The miniseries set a precedent for future tellings of the tale, including the 1980 mini-series which aimed to bring a fresh audience to the material with Elizabeth Garvie in main role. The most famous televisual version of Pride and Prejudice came later on though, and it was this one which sent Austen’s profile into the stratosphere.
Pride and Prejudice – 1995
Considering the BBC’s back catalogue of period dramas, it is fair to say the corporation has made its fair share of literary adaptations of famous period novels. Jane Eyre and Lark Rise to Candleford are just two of their greatest achievements. But to this day, it is 1995’s miniseries of Pride and Prejudice starring Colin Firth and Jennifer Ehle which is the most beloved adaptation across the world.

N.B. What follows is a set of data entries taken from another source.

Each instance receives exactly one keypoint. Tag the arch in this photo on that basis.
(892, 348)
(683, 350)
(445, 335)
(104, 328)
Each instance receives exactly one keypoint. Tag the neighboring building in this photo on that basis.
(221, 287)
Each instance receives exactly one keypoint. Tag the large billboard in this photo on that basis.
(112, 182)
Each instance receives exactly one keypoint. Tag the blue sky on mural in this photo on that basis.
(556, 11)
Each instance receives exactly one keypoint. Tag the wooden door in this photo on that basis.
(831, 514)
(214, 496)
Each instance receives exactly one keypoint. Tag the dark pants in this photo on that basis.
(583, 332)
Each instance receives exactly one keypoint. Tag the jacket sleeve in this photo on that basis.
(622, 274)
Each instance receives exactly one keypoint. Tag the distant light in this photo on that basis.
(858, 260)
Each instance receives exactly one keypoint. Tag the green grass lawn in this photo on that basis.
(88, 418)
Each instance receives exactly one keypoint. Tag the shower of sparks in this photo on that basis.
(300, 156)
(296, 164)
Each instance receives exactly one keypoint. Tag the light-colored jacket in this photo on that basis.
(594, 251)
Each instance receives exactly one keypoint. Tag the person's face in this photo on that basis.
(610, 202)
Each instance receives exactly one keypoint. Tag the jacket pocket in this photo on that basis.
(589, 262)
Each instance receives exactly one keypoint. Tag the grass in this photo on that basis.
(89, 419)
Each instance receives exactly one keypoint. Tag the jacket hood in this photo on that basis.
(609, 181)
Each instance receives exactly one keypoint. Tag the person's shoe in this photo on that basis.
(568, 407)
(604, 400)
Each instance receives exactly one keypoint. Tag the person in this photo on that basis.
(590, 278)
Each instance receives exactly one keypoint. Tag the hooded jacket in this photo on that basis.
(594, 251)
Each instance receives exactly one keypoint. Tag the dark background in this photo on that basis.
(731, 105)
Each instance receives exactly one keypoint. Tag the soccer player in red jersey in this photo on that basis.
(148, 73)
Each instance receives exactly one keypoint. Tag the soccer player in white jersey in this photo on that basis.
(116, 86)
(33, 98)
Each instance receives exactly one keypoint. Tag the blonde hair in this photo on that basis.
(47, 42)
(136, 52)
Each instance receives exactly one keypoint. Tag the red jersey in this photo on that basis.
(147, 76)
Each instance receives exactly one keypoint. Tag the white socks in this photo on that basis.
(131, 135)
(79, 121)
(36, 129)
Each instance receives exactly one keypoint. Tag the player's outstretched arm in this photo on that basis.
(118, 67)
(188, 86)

Some say it is the quality and the writing which made this particular version a crowd favourite. Others would suggest it was the gorgeous soundtrack. The vast majority know the defining factor which solidified its status in Austen’s television history is intimately connected to something which also saw Colin Firth become a household name. It was a moment of blatant exploitation of its vastly female audience (and Firth’s dashing good looks). Elizabeth Bennet is touring Darcy’s humble abode, and spots him exiting a lake, dripping wet, jacket slung casually over one shoulder, with his shirt and breeches clinging to his body. No such moment is in the book, and yet it is the most referenced and remembered scene by most Austen lovers.
Of course there were other reasons to watch the mini-series (the soundtrack really is wonderful), but the most intriguing thing I find about the Darcy fanaticism which ensued from 1995 onwards, is that even 20 years on it still hasn’t died down. It would probably be a fruitless effort to attempt to top 1995’s success by creating another period drama, so television has gone the other way in recent years.

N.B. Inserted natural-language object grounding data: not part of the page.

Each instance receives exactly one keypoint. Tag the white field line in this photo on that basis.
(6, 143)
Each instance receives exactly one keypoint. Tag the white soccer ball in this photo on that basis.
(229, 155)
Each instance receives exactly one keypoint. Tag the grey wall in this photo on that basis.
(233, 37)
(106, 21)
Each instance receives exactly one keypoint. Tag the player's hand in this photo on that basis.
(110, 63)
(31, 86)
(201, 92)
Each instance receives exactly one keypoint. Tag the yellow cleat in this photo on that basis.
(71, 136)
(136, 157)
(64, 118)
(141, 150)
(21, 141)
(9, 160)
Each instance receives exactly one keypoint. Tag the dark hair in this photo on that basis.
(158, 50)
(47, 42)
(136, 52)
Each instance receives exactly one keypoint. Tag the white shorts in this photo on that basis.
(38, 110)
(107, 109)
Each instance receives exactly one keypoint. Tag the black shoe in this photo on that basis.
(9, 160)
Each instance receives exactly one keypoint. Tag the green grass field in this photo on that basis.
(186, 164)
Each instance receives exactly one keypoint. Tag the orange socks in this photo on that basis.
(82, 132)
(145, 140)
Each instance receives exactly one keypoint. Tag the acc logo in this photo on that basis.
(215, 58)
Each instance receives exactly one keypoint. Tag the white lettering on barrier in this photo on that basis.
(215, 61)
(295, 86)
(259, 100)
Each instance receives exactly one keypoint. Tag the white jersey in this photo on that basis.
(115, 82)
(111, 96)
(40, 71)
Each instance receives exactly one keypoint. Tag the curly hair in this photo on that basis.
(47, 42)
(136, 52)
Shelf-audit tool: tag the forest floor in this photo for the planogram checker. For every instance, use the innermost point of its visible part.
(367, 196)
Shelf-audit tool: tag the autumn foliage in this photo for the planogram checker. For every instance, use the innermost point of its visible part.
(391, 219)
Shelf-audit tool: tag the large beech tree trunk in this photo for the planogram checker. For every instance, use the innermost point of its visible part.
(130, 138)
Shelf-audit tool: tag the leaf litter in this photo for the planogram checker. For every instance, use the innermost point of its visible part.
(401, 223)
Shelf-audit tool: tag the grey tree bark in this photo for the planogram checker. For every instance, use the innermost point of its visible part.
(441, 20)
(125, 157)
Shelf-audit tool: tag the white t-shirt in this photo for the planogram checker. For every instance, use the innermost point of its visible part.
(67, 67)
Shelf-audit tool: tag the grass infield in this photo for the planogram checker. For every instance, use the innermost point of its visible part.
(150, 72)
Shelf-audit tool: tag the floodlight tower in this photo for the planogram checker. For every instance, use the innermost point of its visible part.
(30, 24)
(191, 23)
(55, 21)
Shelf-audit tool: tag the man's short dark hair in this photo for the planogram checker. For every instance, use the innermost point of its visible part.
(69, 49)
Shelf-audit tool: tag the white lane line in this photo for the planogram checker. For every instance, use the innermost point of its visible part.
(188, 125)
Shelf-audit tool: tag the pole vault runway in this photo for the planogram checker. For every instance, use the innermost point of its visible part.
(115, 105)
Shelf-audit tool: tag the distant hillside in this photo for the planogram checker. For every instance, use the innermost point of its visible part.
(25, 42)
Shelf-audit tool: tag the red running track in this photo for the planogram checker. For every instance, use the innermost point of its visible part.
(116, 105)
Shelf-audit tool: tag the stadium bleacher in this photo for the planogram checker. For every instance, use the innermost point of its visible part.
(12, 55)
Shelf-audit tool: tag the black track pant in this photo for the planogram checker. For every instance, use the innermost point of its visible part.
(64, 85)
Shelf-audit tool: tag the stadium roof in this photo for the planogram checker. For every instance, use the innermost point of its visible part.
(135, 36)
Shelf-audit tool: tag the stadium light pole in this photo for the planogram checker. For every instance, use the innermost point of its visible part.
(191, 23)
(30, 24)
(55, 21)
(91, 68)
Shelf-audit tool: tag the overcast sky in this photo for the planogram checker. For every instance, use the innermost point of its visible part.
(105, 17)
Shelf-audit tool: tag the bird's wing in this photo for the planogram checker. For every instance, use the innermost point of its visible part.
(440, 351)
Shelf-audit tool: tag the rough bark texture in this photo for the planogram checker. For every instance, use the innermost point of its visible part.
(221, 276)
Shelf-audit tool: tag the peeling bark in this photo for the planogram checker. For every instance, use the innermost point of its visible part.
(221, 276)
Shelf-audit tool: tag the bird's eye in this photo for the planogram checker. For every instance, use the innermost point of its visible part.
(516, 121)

Oh yes, they’ve instead modernised the source material in a bid to make it accessible to those who dislike reading or television shows set any further in the past than the 1960s. An example is the 2008 miniseries Lost in Austen. Having its début on ITV in the UK, the story revolves around Amanda (Jemima Rooper), an ardent Jane Austen fan who lives in present day London. By chance she finds herself swapping places with Austen’s fictional creation Elizabeth Bennet (Gemma Arterton). What did it achieve?
Well, you could call it a social commentary on Elizabeth Bennet, specifically how she was clearly born in the wrong era, fitting into modern society far better than 18th century England. In reality though, most people saw the show for what it was: A way for Darcy fans to kick Elizabeth to the curb and fantasize about taking her place. They lived through Amanda as she won Darcy’s heart and lived the dream. And oh do we dream.

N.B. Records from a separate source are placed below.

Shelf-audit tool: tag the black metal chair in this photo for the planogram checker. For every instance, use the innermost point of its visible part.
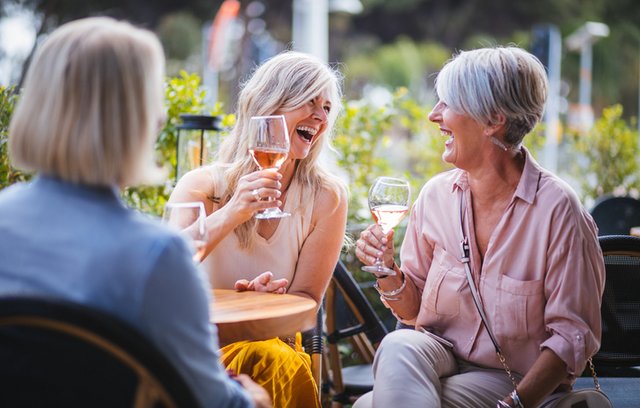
(350, 318)
(616, 215)
(619, 354)
(620, 349)
(313, 344)
(60, 354)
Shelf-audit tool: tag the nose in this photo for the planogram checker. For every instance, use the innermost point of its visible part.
(436, 113)
(320, 114)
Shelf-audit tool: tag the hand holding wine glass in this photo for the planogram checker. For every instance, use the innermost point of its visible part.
(389, 202)
(269, 147)
(190, 220)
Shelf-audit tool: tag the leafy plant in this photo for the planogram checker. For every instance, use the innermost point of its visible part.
(608, 156)
(8, 174)
(183, 95)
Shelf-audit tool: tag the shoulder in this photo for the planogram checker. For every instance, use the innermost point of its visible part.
(331, 195)
(441, 183)
(560, 201)
(197, 185)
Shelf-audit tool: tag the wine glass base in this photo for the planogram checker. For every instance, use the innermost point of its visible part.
(267, 215)
(379, 270)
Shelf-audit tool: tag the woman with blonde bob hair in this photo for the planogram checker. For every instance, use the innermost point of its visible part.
(86, 123)
(296, 254)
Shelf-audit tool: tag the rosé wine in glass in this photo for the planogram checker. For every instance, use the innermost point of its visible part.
(269, 147)
(389, 202)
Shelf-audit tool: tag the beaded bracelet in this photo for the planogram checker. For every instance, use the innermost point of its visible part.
(516, 399)
(391, 295)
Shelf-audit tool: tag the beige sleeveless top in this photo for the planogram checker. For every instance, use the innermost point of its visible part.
(279, 254)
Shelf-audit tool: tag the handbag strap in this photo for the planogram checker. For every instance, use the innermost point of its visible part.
(465, 259)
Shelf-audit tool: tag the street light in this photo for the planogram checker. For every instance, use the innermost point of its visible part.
(310, 29)
(582, 39)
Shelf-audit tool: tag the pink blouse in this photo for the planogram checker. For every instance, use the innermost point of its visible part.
(541, 281)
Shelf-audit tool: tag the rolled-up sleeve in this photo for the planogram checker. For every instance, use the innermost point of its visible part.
(574, 287)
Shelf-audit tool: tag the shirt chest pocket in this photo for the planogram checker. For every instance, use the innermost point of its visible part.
(520, 308)
(445, 281)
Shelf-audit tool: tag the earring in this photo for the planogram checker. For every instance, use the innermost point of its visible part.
(499, 143)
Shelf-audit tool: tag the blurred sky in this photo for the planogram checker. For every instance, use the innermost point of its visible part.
(17, 34)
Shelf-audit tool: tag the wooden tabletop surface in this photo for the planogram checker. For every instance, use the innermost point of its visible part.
(254, 315)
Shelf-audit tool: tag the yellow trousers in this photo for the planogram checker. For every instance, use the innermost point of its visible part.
(283, 372)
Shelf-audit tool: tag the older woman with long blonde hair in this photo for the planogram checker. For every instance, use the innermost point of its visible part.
(296, 254)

The most recent retelling of Ms Bennet’s (or Mrs Darcy’s) eventful love life has brought the story to the internet generation. And it comes in the form of The Lizzie Bennet Diaries. Making its début on YouTube, the story is told in a vlog-style. Lizzie (Ashley Clements) narrates the trials and tribulations of her everyday life, with the help of her best friend Charlotte Lu and her two sisters Lydia and Jane. With 84 episodes so far, which are around three minutes in duration each, it’s a genuinely funny, engaging and accessible take on the novel.
From film to television to the web, if the media has proved one thing, it’s that there will always be new ways to tell Jane Austen’s stories and introduce them to the next generation. For now though, we can look back on the gems we’ve already seen, and wish Pride a Prejudice another prosperous 200 years.